In autoritaire staten bestaat bij de bevolking vaak de neiging om alle misstanden niet aan de opperste leider zelf te wijten, maar in de schoenen van ondergeschikten te schuiven. Dat was al bij Stalin en Hitler zo. Kijk naar de Stalin-revival in Rusland, door Poetin gestimuleerd: de ‘vlekjes’ aan zijn bewind zijn aan anderen te wijten, die misbruik van de situatie hebben gemaakt. ‘Wenn der Führer das wüsste’ – als Hitler dat zou weten, dan zou hij er allang een einde aan hebben gemaakt, aldus een veelgehoorde verzuchting in Nazi-Duitsland.
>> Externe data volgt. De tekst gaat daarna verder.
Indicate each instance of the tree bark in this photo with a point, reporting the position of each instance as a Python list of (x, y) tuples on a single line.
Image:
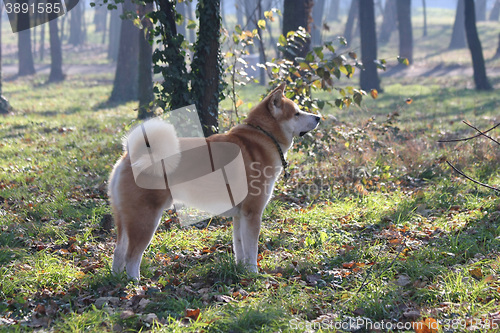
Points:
[(114, 33), (480, 10), (424, 6), (75, 26), (458, 40), (297, 13), (389, 23), (26, 64), (206, 84), (317, 22), (351, 19), (4, 104), (403, 8), (125, 83), (495, 11), (145, 89), (476, 50), (56, 73), (369, 76)]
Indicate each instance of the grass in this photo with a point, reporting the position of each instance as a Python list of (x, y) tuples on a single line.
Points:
[(372, 226)]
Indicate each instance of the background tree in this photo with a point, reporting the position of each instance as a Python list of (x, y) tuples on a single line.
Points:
[(480, 10), (114, 32), (351, 20), (126, 74), (403, 9), (4, 104), (476, 50), (56, 73), (297, 13), (317, 21), (75, 25), (495, 11), (145, 77), (369, 76), (207, 66), (458, 40), (26, 64), (389, 22)]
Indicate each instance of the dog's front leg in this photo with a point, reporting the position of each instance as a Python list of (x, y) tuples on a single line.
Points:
[(237, 244), (249, 233)]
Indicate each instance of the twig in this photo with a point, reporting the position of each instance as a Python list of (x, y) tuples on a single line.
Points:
[(482, 133), (365, 283), (472, 137), (472, 180)]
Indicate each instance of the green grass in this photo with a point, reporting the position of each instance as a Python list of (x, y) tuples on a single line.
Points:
[(373, 224)]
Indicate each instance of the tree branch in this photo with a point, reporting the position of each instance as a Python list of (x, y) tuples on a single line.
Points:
[(472, 137), (482, 133), (472, 180)]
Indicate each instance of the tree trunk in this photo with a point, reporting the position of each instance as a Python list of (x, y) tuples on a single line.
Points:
[(114, 33), (317, 23), (424, 5), (389, 23), (75, 28), (495, 11), (458, 40), (369, 76), (4, 104), (56, 73), (145, 89), (333, 11), (297, 13), (476, 50), (480, 10), (206, 84), (125, 84), (351, 19), (403, 8), (26, 64)]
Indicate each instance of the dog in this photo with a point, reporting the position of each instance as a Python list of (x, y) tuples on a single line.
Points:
[(263, 140)]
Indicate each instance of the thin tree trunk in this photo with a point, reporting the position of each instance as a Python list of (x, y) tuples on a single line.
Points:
[(297, 13), (125, 83), (351, 19), (75, 32), (26, 64), (458, 40), (145, 89), (476, 50), (317, 24), (206, 86), (480, 10), (389, 23), (424, 5), (114, 33), (403, 8), (369, 76), (495, 11), (56, 73)]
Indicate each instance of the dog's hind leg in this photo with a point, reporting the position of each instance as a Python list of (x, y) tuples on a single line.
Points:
[(139, 231), (237, 245), (249, 232)]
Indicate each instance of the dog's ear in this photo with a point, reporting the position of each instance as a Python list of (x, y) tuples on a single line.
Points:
[(275, 101)]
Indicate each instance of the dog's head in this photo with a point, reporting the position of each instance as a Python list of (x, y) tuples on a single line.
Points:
[(292, 120)]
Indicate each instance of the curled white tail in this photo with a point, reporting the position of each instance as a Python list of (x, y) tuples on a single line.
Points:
[(153, 145)]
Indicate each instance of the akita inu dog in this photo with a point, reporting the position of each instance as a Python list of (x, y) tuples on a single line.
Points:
[(263, 139)]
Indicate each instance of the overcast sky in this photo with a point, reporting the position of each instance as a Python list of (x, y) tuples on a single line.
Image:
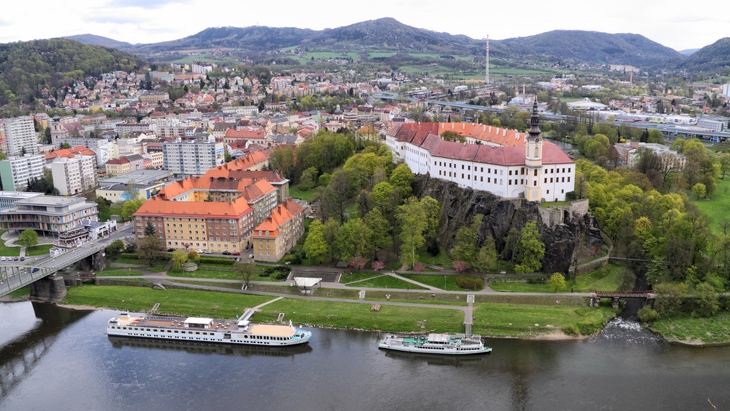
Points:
[(679, 25)]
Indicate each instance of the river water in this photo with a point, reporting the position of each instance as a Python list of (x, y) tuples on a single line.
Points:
[(63, 360)]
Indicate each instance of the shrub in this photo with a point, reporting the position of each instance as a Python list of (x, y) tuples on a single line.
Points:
[(587, 328), (571, 330), (470, 283)]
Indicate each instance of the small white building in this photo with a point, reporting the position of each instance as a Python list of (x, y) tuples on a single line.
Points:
[(504, 162)]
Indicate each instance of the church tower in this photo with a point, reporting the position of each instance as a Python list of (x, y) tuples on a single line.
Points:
[(533, 158)]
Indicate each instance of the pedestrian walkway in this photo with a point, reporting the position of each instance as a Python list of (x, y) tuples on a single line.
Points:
[(408, 280)]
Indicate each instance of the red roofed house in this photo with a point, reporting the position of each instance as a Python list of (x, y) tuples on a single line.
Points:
[(278, 233), (506, 163)]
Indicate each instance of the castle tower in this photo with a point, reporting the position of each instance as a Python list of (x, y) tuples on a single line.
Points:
[(533, 158)]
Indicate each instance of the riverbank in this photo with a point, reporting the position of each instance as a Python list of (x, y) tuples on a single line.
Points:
[(498, 320)]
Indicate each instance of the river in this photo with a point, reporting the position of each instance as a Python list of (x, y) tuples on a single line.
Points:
[(65, 361)]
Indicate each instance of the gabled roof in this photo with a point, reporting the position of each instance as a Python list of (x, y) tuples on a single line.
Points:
[(279, 216), (161, 208)]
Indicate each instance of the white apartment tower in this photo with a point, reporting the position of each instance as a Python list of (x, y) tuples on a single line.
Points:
[(533, 158), (20, 136), (192, 158), (15, 172), (73, 175)]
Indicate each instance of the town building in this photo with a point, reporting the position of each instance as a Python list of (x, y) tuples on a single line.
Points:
[(74, 175), (279, 232), (48, 215), (504, 162), (8, 198), (20, 136), (15, 172), (198, 225), (192, 158)]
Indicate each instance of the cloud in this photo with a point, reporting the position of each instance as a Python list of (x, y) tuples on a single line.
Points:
[(142, 4)]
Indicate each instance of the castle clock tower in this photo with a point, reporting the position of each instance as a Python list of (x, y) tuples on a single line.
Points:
[(533, 158)]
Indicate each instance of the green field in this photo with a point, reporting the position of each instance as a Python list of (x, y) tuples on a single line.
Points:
[(606, 278), (444, 282), (517, 320), (715, 208), (385, 282), (690, 330)]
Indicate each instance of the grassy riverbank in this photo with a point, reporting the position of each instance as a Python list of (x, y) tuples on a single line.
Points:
[(491, 319), (695, 331)]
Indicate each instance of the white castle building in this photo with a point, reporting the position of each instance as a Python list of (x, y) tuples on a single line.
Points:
[(504, 162)]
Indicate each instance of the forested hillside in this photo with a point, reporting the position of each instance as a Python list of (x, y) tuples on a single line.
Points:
[(26, 68)]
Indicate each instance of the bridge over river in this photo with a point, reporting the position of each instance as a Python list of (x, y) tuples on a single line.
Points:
[(15, 275)]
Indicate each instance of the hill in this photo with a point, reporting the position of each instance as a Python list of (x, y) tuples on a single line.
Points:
[(596, 47), (26, 68), (388, 34), (714, 57), (95, 40), (254, 38)]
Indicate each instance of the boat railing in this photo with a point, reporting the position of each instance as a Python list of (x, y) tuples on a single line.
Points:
[(164, 318)]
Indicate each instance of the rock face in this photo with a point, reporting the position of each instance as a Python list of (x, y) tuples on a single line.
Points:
[(564, 230)]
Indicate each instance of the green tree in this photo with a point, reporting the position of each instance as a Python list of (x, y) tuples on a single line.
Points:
[(557, 281), (28, 238), (413, 223), (402, 180), (380, 228), (315, 245), (179, 258), (244, 271), (530, 250), (706, 301), (699, 190), (486, 261), (465, 244)]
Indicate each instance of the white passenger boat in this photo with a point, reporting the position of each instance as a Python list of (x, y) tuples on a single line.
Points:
[(209, 330), (446, 344)]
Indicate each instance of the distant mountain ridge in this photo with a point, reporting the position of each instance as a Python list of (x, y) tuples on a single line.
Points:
[(94, 40), (389, 34)]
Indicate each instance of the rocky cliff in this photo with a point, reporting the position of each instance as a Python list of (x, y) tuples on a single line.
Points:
[(563, 230)]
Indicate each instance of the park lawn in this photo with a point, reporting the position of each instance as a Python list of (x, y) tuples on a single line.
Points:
[(386, 282), (39, 249), (715, 208), (689, 330), (360, 316), (347, 278), (444, 282), (524, 321), (172, 301), (606, 278), (218, 274)]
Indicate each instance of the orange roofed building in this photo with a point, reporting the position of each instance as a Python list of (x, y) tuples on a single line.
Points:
[(214, 226), (218, 211), (278, 233)]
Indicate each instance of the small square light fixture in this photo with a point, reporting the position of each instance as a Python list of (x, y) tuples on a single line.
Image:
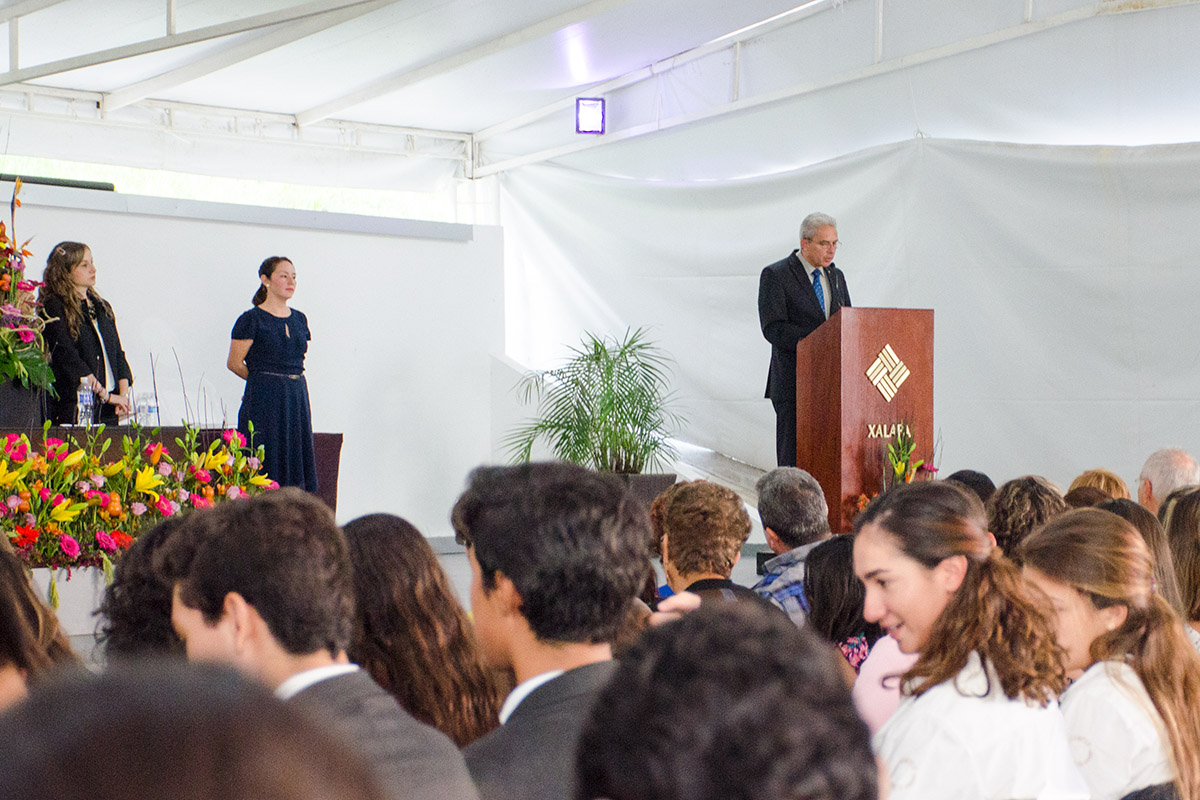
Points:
[(589, 115)]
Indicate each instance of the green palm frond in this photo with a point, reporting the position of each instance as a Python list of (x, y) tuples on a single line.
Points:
[(605, 407)]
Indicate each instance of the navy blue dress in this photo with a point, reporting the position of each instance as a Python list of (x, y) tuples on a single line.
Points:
[(276, 397)]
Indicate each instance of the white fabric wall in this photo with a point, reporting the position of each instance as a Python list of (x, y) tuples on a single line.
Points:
[(403, 328), (1062, 278)]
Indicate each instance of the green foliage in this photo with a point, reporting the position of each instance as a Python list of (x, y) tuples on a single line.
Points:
[(604, 408)]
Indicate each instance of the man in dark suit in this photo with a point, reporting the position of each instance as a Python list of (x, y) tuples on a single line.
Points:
[(795, 296), (264, 584), (557, 555)]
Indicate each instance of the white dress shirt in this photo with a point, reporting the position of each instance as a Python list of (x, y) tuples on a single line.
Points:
[(1116, 734), (965, 740)]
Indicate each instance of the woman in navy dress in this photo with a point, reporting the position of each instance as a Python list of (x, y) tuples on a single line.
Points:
[(268, 349)]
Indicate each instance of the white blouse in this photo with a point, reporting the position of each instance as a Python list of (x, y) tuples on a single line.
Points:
[(1116, 734), (964, 740)]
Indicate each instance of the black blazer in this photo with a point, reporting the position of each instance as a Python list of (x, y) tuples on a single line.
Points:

‘The King can do no wrong’, zo verluidt een oude maxime. Al bij de Opstand tegen Spanje hield men lang daaraan vast. Het lag aan Alva, aan Granvelle – als Filips II echt op de hoogte zou zijn, zou het er heel anders uitzien. ‘De Koning van Hispanje heb ik altijd geëerd’, zoals het nog in het Wilhelmus heet. Die fictie viel uiteindelijk niet vol te houden. Wanneer wordt dat ook voor Marokko onder ogen gezien?